The server handles the AI agent logic and WebSocket connections.

  1. Navigate to the server directory:

    cd server
    
  2. Create and activate a virtual environment:

    uv venv
    source .venv/bin/activate
    
  3. Install Python dependencies:

    uv pip install .
    
  4. Set SSL Certificate File:

    export SSL_CERT_FILE=$(python -m certifi)
    
  5. Create your environment file:

    Create a new file named .env in the server/ directory. Use one of the two templates below based on your authentication method.

    server/.env (Option 1: Google AI Studio)

    # --- AI Studio ---
    GOOGLE_GENAI_USE_VERTEXAI=FALSE
    
    # Get this from Google AI Studio
    GOOGLE_API_KEY="PASTE_YOUR_ACTUAL_API_KEY_HERE"
    
    # Configuration for the agent's voice (Example: 'Puck' for gemini-live-2.5-flash)
    AGENT_VOICE="Puck"
    AGENT_LANGUAGE="en-US"
    

    server/.env (Option 2: Google Cloud / Vertex AI)

    # --- Vertex AI ---
    GOOGLE_GENAI_USE_VERTEXAI=TRUE
    
    # Your Google Cloud project ID
    GOOGLE_CLOUD_PROJECT="PASTE_YOUR_ACTUAL_PROJECT_ID"
    # Your Vertex AI location (e.g., us-central1)
    GOOGLE_CLOUD_LOCATION="us-central1"
    
    # Configuration for the agent's voice (Example: 'Puck' for gemini-live-2.5-flash)
    AGENT_VOICE="Puck"
    AGENT_LANGUAGE="en-US"
    
  6. Run the server:

    uvicorn main:app --reload
    

    The server will be running at http://127.0.0.1:8000.

Client Setup

The client is the Next.js application that the user interacts with.

  1. Open a new terminal and navigate to the client directory:

    cd client
    
  2. Install Node.js dependencies:

    npm install
    
  3. Run the client:

    npm run dev
    

    The client will be running at http://localhost:3000.

  4. Open the app:

    Open http://localhost:3000 in your browser.
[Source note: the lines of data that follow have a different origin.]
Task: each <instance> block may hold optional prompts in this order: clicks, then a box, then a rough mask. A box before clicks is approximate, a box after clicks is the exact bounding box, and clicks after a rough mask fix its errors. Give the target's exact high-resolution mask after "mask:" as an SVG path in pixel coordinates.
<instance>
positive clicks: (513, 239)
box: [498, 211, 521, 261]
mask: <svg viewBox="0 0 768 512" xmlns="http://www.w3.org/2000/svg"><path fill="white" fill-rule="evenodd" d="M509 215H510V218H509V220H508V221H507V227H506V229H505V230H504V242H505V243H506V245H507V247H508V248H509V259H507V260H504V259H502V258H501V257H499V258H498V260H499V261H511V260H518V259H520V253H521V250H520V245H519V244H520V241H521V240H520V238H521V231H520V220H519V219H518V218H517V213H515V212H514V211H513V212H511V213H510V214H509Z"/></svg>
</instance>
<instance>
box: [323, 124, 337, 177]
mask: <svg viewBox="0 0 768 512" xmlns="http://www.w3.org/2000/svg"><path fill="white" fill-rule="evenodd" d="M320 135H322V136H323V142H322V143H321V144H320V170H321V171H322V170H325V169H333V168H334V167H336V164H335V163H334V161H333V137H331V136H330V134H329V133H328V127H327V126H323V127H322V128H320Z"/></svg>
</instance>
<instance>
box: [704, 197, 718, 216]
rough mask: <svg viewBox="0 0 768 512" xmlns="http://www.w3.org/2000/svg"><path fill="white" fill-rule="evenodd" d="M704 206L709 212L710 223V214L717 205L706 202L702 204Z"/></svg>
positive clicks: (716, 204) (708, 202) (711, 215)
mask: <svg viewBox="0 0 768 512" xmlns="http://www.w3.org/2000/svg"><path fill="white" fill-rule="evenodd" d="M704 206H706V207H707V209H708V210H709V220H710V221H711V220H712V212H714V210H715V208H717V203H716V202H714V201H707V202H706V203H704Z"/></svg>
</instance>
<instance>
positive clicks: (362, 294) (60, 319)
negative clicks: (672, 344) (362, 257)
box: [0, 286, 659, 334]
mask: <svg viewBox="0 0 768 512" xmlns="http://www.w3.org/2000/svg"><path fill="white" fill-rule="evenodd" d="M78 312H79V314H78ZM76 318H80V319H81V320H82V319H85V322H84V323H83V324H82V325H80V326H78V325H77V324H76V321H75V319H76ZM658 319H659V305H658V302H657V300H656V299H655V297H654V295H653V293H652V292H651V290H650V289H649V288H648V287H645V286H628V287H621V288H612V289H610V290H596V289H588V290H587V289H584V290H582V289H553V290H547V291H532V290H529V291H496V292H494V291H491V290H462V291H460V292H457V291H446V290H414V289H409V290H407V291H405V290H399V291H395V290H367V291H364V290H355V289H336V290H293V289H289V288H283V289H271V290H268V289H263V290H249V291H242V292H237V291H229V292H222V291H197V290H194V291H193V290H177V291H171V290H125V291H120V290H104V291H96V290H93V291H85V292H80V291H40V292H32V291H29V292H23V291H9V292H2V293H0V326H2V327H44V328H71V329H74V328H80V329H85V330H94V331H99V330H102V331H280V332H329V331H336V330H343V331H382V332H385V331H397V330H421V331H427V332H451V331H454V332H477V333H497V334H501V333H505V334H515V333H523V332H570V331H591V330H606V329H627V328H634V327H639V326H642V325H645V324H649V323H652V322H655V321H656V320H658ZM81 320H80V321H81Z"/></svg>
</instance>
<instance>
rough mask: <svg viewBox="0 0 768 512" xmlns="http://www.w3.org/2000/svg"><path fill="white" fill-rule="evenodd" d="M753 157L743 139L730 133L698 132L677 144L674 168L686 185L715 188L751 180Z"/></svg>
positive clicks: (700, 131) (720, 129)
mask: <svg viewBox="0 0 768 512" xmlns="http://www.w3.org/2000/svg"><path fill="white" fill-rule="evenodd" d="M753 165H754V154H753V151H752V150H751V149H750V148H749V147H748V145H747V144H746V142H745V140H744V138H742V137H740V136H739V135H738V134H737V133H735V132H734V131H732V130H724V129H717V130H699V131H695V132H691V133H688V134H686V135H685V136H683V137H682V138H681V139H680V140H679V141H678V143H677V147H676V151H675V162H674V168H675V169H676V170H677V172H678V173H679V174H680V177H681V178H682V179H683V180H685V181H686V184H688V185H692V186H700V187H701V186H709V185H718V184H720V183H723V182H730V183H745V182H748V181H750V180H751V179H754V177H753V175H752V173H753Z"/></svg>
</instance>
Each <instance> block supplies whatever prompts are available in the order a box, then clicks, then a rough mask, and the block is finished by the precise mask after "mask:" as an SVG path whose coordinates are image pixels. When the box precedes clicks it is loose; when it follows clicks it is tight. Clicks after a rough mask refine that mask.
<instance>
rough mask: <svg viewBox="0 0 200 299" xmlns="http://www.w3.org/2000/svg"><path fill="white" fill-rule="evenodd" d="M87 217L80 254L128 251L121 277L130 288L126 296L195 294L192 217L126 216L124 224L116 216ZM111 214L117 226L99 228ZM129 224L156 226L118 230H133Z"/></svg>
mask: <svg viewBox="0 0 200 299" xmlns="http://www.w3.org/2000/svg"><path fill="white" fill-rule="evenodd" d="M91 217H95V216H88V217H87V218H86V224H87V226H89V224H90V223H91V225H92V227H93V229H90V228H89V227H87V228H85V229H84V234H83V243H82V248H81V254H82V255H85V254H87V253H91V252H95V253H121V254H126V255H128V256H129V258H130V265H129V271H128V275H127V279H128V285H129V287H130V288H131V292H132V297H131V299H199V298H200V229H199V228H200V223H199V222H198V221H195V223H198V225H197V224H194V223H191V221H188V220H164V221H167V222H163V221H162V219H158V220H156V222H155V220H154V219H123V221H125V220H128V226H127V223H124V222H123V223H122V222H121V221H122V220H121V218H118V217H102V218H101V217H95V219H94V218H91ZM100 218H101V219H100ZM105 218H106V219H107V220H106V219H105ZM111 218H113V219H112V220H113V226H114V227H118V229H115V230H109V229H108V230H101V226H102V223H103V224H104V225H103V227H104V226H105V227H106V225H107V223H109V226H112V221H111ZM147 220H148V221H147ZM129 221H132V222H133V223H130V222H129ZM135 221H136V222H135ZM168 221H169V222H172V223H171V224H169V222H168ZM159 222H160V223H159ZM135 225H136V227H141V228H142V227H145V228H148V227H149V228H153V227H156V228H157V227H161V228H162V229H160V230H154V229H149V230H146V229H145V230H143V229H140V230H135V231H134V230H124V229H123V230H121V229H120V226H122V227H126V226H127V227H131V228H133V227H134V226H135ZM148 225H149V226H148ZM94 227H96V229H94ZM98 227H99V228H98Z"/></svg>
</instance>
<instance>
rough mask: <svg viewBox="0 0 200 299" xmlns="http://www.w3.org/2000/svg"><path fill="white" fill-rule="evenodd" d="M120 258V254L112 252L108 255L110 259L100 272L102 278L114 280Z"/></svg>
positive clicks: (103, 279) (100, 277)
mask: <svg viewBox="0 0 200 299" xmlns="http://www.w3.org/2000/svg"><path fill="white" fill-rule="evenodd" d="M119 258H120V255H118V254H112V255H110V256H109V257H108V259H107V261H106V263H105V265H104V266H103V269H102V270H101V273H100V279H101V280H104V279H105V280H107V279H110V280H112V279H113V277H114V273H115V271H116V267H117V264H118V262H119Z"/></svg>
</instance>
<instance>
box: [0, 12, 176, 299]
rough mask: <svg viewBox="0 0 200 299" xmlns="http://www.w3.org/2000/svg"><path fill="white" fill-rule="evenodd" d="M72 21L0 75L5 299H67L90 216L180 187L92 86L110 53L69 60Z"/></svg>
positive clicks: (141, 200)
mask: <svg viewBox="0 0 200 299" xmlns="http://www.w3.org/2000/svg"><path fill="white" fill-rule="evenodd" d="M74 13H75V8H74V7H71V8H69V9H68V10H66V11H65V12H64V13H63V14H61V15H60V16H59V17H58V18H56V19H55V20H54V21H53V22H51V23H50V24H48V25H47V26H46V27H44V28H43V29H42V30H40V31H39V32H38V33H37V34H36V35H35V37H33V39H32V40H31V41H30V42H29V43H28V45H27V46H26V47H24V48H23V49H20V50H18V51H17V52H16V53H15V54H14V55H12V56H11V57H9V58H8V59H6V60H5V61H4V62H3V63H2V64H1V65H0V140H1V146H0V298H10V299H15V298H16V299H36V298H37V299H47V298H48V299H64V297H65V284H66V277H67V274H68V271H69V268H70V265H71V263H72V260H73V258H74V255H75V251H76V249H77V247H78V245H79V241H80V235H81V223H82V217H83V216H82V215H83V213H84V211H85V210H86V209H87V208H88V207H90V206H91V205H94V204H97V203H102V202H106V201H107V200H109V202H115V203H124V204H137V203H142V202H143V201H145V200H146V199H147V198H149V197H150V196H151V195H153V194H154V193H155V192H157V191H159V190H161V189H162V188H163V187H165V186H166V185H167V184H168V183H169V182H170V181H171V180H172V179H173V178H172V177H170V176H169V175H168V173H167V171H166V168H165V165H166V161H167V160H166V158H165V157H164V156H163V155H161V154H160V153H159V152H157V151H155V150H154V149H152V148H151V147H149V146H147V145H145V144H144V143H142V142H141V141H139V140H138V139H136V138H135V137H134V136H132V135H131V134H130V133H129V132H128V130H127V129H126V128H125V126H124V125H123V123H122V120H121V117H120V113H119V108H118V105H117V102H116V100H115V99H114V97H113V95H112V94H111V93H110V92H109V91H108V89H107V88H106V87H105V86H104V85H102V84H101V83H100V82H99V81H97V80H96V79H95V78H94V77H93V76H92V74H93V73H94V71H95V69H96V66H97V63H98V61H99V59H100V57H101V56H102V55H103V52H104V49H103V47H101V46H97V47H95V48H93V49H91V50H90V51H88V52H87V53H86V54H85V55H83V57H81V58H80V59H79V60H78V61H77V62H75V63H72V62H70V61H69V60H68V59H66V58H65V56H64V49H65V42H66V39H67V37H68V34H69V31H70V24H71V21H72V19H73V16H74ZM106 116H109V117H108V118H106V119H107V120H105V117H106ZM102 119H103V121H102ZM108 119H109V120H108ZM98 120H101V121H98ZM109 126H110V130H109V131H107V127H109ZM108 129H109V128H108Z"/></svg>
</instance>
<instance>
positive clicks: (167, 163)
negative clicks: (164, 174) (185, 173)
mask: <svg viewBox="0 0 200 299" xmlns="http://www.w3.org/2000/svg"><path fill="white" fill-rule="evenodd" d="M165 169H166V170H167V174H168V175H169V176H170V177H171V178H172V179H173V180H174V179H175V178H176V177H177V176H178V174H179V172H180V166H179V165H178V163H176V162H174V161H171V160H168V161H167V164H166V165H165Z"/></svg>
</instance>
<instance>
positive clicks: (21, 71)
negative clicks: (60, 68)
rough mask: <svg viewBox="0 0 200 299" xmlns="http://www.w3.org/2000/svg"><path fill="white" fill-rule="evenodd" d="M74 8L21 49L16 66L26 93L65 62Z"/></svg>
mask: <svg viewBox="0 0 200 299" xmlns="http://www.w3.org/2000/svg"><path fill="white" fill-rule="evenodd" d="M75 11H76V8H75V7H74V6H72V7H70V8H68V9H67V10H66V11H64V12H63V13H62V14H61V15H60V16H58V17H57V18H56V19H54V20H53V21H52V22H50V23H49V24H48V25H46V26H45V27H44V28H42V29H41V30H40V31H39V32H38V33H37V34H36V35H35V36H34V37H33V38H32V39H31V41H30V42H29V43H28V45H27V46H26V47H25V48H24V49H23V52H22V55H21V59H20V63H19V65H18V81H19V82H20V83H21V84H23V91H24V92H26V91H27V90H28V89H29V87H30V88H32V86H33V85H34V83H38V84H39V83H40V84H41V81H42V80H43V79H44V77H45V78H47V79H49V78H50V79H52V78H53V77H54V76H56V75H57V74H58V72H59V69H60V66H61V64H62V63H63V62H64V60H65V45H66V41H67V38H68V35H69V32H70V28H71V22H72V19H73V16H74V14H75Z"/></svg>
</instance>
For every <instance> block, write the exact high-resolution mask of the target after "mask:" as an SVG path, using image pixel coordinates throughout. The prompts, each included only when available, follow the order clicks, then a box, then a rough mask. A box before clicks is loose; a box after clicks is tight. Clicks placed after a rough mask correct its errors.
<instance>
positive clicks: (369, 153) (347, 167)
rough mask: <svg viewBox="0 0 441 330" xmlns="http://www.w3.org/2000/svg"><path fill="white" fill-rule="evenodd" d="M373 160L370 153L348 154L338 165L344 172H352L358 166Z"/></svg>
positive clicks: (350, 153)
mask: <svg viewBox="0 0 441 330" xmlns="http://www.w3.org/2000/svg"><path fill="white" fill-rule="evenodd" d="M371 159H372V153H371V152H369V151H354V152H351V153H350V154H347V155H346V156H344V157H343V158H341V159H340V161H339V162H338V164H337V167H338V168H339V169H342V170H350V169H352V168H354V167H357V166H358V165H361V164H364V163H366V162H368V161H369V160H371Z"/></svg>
You can now click the microphone icon to start a session!

How to Customize Your Agent

This repository is designed for easy reuse. You don't need to change any Python code to completely change your agent's persona.

Simply edit the AGENT_INSTRUCTION in your server/example_agent/prompts.py file.

Example: Expert Math Tutor -> Generic Assistant

To turn your "Math Tutor" agent into a "Generic Assistant", stop your server, replace the AGENT_INSTRUCTION in server/example_agent/prompts.py with the following, and restart the server.

AGENT_INSTRUCTION="You are a helpful and friendly AI assistant. Keep your responses concise."

Disclaimer

This agent sample is provided for illustrative purposes only and is not intended for production use. It serves as a basic example of an agent and a foundational starting point for individuals or teams to develop their own agents.

This sample has not been rigorously tested, may contain bugs or limitations, and does not include features or optimizations typically required for a production environment (e.g., robust error handling, security measures, scalability, performance considerations, comprehensive logging, or advanced configuration options).

Users are solely responsible for any further development, testing, security hardening, and deployment of agents based on this sample. We recommend thorough review, testing, and the implementation of appropriate safeguards before using any derived agent in a live or critical system.